There is nothing like being thrown in at the deep end with a mass change to the way you work and the use of new technology to do your job – six months ago this happened almost overnight.
The way our workforce has responded to the impact of Covid 19 is admirable and something we are proud of. When the virus struck, we were fortunate because we had infrastructure and technologies in place that allowed our workforce to work from home immediately.
This was coupled with the need to support with the response to the pandemic which included setting up shielding hubs to facilitate the support to vulnerable people and distribution of food parcels.
At North East Lincolnshire Council our staff were already used to frequently working agile and from home using technology that had been in place for some years. We had also invested in and rolled out Microsoft Teams across the whole organisation however use of this was patchy.
We moved from small-scale use to enterprise-wide adoption almost overnight. Mobilising MS-Teams itself to provide IT support and help to staff using it for the first time – using an ‘all-staff’ Teams channel ‘Homeworking’.
Initial bandwidth capacity issues were overcome by a rapid cloud migration of our MS-Exchange (email, calendars, etc.) and splitting our VPN traffic so that only the traffic that needed to touch our central systems did so, and performance improved dramatically.
The digital-take-up has been incredible and even employees who had been reluctant to work in an agile manner, experienced difficulty using different technologies, or may not have thought they could work from home, were all very quickly up and running doing their job from home.
In just over five months (1st March to 8th August) the organisation has enabled:
- 145,017 calls on Teams
- 42,274 meetings on Teams
- 163,550 chat messages
- 1,170,887 private chat messages
Throughout this journey, staff wellbeing was a priority. Inevitably, the challenging situation presented by COVID-19, home schooling, staff and family members shielding, and lockdown we very much had an eye on the wellbeing of our workforce and worked quickly to support them in the quick transition to a very different way of working. Covid 19 news feeds were instigated on our intranet, Covid 19 e-learning packages were developed to support staff in working in different ways in terms of working safely, track and trace and also a remote working suite of training.
Our health and wellbeing team have been working hard to ensure we support the workforce and wellbeing conversations have recently taken place with all staff.
“The response to changes in working practices has been fantastic, but there are also many other benefits that we have made as an aside. My commute means 500 miles per week less, and because I don’t commute, at the end of the day I am managing to fit in a brisk walk, seeing local lanes and tracks that I haven’t been down to since I was a kid!”
The top findings in terms of the benefits our staff are seeing are:
- Saving time – no commuting
- Saving money – petrol/bus fare
- More flexibility – better time management – better work life balance (these come up separately but maybe tie in together as similar theme)
- Feel more productive
- Feel less stressed
“I’m trying to support small local businesses rather than the large supermarkets, local butcher, fruit and veg, bakery…I’m not usually at home when these are open, so used to use the convenience of the large supermarkets with longer opening hours”

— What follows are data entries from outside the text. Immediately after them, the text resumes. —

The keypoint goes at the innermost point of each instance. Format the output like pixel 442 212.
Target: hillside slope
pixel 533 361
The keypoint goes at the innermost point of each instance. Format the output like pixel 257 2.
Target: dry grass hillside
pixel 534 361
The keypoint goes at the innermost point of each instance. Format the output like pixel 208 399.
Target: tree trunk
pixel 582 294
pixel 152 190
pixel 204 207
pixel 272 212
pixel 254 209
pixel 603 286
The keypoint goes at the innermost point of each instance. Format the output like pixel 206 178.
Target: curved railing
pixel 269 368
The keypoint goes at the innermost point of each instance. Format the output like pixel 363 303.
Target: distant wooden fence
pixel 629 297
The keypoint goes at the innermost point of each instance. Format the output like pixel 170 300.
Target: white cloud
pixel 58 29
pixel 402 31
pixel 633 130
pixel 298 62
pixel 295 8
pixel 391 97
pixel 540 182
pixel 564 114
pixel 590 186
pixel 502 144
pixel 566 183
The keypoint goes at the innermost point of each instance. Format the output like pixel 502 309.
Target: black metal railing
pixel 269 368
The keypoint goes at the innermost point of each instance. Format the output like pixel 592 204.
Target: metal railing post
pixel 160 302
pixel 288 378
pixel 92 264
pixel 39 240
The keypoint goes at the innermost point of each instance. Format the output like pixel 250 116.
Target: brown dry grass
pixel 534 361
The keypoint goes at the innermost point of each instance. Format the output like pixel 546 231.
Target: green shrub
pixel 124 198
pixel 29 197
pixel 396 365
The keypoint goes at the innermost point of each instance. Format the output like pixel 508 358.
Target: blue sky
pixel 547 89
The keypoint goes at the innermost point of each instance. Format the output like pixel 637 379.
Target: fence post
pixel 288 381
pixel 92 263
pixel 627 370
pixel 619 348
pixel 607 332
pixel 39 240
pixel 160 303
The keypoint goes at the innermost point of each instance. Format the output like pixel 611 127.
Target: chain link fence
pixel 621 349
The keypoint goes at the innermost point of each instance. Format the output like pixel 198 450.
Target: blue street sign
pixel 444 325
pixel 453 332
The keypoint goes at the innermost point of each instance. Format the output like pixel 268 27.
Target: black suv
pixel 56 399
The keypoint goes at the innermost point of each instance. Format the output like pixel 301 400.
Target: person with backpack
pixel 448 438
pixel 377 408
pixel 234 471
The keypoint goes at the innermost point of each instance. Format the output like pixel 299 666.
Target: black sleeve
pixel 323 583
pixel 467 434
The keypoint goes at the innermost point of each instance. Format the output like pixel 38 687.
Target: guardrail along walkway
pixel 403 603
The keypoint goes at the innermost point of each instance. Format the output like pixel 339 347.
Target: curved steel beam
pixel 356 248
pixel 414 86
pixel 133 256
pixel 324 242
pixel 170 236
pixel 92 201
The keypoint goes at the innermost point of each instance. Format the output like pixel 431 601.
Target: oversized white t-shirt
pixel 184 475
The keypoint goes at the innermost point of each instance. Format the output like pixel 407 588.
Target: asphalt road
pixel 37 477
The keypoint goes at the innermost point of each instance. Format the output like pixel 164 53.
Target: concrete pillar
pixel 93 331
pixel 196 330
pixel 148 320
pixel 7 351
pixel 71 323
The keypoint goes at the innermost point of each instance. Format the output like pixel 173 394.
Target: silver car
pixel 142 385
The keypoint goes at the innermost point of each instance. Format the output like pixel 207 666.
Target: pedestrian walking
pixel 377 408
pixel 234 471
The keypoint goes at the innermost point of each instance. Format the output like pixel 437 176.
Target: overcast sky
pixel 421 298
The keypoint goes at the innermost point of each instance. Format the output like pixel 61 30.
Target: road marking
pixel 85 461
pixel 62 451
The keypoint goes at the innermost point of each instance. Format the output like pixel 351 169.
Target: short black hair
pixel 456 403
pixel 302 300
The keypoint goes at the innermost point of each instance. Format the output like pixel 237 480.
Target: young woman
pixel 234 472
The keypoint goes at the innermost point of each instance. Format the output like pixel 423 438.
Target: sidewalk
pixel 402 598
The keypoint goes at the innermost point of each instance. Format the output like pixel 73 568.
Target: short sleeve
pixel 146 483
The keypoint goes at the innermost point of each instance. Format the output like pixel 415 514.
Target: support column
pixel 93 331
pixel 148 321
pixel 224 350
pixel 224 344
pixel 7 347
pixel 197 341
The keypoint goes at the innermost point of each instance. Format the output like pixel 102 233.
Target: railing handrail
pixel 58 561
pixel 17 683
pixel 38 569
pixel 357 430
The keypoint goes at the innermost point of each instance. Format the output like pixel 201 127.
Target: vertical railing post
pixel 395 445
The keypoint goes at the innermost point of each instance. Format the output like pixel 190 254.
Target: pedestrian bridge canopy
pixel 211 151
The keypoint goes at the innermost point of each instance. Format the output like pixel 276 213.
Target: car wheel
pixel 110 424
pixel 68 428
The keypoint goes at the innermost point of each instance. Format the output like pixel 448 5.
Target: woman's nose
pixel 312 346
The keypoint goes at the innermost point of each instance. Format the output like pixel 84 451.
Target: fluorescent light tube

However, we’re very aware that we need to look for the signs of fatigue and burn out and promote strategies to prevent this from happening. We need to be proactive and this study by the University of Hull will help us in our approach to this.
This is why the opportunity to take part in this study came at such a great time both for us as an organisation but also for our staff and we’re excited about the findings and how we can use them to shape the future work design in government and beyond.